19 mars 2018

Réelection triomphale de Vladimir Poutine

Vladimir Poutine est réélu à la présidence de la Fédération de Russie. Sa victoire « sans surprise », comme le martèlent nos médias infiniment démocratiques et, pour le coup, pleins de dépit, est un événement considérable. C’est la preuve indiscutable de la réussite d’une ligne politique incarnée par un homme dans un pays à l’identité forte malgré son étendue et la diversité relative de sa population. En un mot, c’est la victoire du populisme, et on comprend que les oligarchies de nos démocraties vieillissantes en soient meurtries.

Or, qu’est-ce que le populisme ? C’est cette forme de démocratie qui en rappelle l’essence, à savoir la souveraineté du peuple.
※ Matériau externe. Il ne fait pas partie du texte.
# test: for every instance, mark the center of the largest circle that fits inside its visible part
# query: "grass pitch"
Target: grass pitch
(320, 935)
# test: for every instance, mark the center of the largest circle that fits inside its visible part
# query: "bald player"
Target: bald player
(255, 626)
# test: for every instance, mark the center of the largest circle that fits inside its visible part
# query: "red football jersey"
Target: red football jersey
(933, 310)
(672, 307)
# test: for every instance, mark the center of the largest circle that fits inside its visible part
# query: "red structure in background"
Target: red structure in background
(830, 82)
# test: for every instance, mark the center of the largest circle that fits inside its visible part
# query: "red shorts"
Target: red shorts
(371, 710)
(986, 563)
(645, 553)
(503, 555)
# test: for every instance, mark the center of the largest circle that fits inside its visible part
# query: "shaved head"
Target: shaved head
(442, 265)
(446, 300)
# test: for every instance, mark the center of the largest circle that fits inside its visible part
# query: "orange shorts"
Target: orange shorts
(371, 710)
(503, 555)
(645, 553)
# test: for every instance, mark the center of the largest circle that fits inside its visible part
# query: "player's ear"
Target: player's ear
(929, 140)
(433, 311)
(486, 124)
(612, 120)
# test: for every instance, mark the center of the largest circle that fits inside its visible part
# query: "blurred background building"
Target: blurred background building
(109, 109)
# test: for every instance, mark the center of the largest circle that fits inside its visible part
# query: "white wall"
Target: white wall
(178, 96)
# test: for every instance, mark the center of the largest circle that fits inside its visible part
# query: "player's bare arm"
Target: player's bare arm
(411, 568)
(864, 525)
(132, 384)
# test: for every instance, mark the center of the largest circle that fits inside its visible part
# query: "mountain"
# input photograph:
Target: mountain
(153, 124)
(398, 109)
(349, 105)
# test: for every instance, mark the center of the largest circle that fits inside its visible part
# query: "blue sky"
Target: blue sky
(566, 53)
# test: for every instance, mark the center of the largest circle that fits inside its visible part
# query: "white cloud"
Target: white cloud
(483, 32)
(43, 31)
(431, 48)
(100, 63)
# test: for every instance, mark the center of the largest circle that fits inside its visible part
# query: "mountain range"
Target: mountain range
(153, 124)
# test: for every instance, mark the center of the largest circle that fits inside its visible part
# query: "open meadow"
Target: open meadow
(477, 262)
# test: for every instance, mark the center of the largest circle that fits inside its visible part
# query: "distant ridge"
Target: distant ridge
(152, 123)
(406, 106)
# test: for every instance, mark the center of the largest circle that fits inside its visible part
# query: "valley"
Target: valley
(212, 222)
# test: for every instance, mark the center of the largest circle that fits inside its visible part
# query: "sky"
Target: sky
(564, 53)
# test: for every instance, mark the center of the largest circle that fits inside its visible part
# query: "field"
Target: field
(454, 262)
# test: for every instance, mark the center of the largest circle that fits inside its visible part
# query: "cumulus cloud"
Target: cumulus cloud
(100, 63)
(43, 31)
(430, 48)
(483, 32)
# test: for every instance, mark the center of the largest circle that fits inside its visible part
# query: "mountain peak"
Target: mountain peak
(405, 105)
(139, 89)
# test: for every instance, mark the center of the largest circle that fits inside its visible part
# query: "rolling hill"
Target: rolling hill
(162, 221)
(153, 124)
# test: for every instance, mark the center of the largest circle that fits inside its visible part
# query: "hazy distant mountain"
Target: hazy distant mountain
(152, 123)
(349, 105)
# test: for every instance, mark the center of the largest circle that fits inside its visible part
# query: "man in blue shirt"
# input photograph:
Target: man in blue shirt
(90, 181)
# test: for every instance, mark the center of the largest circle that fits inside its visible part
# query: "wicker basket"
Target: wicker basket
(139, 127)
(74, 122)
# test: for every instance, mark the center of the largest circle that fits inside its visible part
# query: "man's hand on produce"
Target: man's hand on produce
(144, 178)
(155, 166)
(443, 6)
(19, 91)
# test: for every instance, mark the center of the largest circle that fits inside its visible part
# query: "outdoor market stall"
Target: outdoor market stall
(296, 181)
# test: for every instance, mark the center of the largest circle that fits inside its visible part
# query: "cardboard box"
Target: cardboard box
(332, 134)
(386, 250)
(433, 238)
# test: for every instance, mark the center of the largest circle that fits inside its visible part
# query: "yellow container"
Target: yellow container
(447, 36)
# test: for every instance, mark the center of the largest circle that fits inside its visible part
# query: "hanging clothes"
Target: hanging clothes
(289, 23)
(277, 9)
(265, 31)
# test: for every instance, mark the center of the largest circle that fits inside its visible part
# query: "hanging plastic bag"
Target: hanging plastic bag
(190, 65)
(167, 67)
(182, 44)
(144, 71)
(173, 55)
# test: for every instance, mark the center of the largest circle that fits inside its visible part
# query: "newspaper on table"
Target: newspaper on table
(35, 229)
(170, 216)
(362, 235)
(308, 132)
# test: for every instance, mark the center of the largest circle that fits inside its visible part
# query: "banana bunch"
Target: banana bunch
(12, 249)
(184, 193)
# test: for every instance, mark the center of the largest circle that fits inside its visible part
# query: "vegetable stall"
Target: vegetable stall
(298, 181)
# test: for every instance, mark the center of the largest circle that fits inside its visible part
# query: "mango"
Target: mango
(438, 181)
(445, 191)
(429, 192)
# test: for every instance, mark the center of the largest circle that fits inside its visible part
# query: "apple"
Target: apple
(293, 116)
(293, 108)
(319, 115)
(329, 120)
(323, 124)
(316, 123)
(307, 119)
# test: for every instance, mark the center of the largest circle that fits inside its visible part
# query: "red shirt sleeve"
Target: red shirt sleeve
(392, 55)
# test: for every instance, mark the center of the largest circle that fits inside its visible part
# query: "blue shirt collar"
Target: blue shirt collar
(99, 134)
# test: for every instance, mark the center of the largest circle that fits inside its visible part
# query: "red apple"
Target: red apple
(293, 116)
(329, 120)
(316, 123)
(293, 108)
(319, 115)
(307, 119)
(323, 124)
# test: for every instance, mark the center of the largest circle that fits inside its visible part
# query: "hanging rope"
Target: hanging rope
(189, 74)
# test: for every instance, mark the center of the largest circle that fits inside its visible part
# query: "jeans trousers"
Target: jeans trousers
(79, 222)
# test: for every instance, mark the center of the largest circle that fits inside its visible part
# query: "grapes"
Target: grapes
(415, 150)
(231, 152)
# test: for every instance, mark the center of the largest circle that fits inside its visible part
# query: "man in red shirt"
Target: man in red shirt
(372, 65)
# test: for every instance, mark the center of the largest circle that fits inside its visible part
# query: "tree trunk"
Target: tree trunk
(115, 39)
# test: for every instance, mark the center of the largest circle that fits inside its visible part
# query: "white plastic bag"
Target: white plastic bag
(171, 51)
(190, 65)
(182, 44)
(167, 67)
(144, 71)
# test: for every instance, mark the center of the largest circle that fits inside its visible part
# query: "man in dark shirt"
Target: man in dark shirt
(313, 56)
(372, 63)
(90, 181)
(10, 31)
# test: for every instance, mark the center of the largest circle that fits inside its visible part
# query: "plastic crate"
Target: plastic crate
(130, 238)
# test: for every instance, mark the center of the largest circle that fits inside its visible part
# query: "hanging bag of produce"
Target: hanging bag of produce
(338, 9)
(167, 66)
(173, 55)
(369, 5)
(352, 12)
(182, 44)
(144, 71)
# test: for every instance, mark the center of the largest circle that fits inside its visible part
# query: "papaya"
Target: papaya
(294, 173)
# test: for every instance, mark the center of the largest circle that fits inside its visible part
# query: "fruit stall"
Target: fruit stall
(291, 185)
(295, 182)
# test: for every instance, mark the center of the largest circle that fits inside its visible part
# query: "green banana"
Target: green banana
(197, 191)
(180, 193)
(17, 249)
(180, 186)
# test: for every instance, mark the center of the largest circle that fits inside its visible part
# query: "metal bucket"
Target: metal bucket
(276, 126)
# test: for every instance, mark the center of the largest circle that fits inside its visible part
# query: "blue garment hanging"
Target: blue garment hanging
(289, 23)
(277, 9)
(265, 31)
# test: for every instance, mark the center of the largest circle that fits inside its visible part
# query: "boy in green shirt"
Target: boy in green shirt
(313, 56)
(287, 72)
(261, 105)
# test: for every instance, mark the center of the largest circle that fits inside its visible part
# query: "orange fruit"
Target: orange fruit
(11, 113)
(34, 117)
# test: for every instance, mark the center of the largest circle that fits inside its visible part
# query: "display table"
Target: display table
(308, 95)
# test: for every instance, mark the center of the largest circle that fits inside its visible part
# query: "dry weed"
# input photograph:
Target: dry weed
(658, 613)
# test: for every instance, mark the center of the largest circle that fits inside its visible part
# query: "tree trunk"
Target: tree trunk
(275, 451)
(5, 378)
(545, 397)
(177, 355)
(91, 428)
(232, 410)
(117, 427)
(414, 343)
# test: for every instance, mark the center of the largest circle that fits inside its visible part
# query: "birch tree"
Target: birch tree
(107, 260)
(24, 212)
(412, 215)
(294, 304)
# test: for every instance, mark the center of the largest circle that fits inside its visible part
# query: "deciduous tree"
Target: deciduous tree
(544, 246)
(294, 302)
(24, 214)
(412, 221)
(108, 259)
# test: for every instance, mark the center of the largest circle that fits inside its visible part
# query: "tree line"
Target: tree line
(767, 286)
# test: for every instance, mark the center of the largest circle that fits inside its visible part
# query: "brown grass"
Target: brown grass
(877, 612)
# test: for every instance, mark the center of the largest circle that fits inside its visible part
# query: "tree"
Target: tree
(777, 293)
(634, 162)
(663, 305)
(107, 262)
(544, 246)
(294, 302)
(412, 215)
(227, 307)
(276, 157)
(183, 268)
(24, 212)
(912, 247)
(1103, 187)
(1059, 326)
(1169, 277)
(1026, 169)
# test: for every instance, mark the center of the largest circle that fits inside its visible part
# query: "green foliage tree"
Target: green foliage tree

Que cette souveraineté soit limitée pour éviter la dictature de la majorité, l’écrasement des libertés individuelles et des minorités, correspond à un équilibre qui s’appelle l’État de droit. Dans beaucoup de démocraties libérales, la France en particulier, entre l’État de droit, dévoyé, soumis à des normes internationales, à des revendications communautaires, et la démocratie, un déséquilibre sournois s’est produit qui prive le peuple de sa souveraineté au profit d’instances supranationales et de règles qui s’imposent à la volonté populaire avec la complicité des technocrates nationaux et internationaux, souvent très ouverts aux conseils des milieux financiers.

Lorsque le général de Gaulle, à deux reprises, a rétabli la démocratie en France, en 1944 et en 1958, il l’a fait en cherchant à maintenir l’équilibre de la souveraineté populaire et de l’État de droit en respectant l’identité nationale de la France. Jean Monnet, l’homme qui parlait à l’oreille du président américain, voulait détruire de Gaulle, pour éviter, disait-il, la dictature, qui ne s’est pas produite, et pour instaurer le système que nous connaissons malheureusement aujourd’hui où un microcosme mondialiste entend mettre les États-nations entre parenthèses. Emmanuel Macron est le triomphe posthume de Monnet, comme Vladimir Poutine est, à l’évidence, le de Gaulle russe.

La Russie n’est pas la France. Elle n’a jamais vraiment connu la démocratie libérale. Elle est passé de l’autocratie tsariste à la dictature communiste en quelques mois et en pleine guerre. Après soixante-dix ans d’un totalitarisme effroyable, les Russes se sont réveillés dans un chaos fait de pauvreté et d’humiliation. Vladimir Poutine a diminué la pauvreté et il a rendu la grandeur. Il correspond logiquement à ce qu’attendait l’immense majorité du peuple russe, dont la fierté et le patriotisme constituaient ce fameux buvard dont de Gaulle disait qu’il allait boire le communisme.

Que le besoin d’un homme providentiel, que le goût de l’unité l’emportent en Russie sur les revendications minoritaires et le respect méticuleux des règles qui, ailleurs, émasculent l’action politique, voilà qui correspond à une identité qu’il faut respecter plutôt que de vouloir imposer aux Russes un système dont la réussite, chez nous, est bien compromise. La dimension du succès du président russe, élu à 76 %, devrait conduire nos dirigeants à plus de modestie et les peuples occidentaux à une plus grande défiance à l’encontre de leurs manœuvres.

Depuis des années, les États-Unis et leurs alliés ont multiplié les actions contre la Russie, alors même que celle-ci faisait preuve de bonne volonté. La tentative d’isolement menée avec le concours de l’Union européenne a consisté à retourner les anciens satellites soviétiques, y compris de vieilles provinces de l’empire des Romanov comme l’Ukraine, contre la Russie. Elle a cherché à lui interdire la Méditerranée. L’échec calamiteux de cette stratégie pèse lourdement sur l’Ukraine ou la Syrie. Les Occidentaux ont diminué l’envergure de leur offensive. Ils sont passés à la détérioration de l’image, en vue de gêner la réélection du président russe. Celui-ci, qui passe pour un grand stratège politique, faisait remarquer que l’assassinat, au Royaume-Uni, d’un espion en retraite, à la veille de l’élection présidentielle et de la Coupe du monde de football, avait peu de chances de porter sa signature.